A new film by director Angela Robinson, Professor Marston and the Wonder Women, hopes to change that.

The sex-positive origins of Wonder Woman

If you’ve ever picked up any of the early edition comics, their raunchiness might come as a surprise. There’s spanking, sadomasochism, bondage and double entendres galore.

The origins of these unorthodox comics can be traced to their creator, psychologist William Moulton Marston, who combined an interest in bondage and submission with feminist principles. In addition to his sex-positive ideals, he believed that women were superior to men and should rule the world.

The comics were created with the help of his wife, Elizabeth Holloway (who came up with the iconic quip, “Suffering Saffo”) and his former student Olive Bryne.

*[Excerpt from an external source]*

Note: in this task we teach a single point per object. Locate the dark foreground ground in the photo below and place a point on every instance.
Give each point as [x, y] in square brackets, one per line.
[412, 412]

The three were in a polyamorous relationship and had four children together.

Robinson’s new film aims to explore the dynamics between the Marstons and Olive Byrne, and shed light on the enormous influence the women in William Marston’s life had on his work. In exploring the sex-positive origins of the Wonder Woman comics, Robinson will touch on the topics of polyamory, bisexuality and feminism, as they were viewed in 1940s America.

The film has a stellar cast and team behind it. Angela Robinson, the film’s director, was behind one of the top queer cult classics of the noughties, D.E.B.S. She’s also been a writer on The L Word and True BloodTransparent creator, Jill Soloway, is producing the film, which will star Rebecca Hall, Bella Heathcote, and Luke Evans.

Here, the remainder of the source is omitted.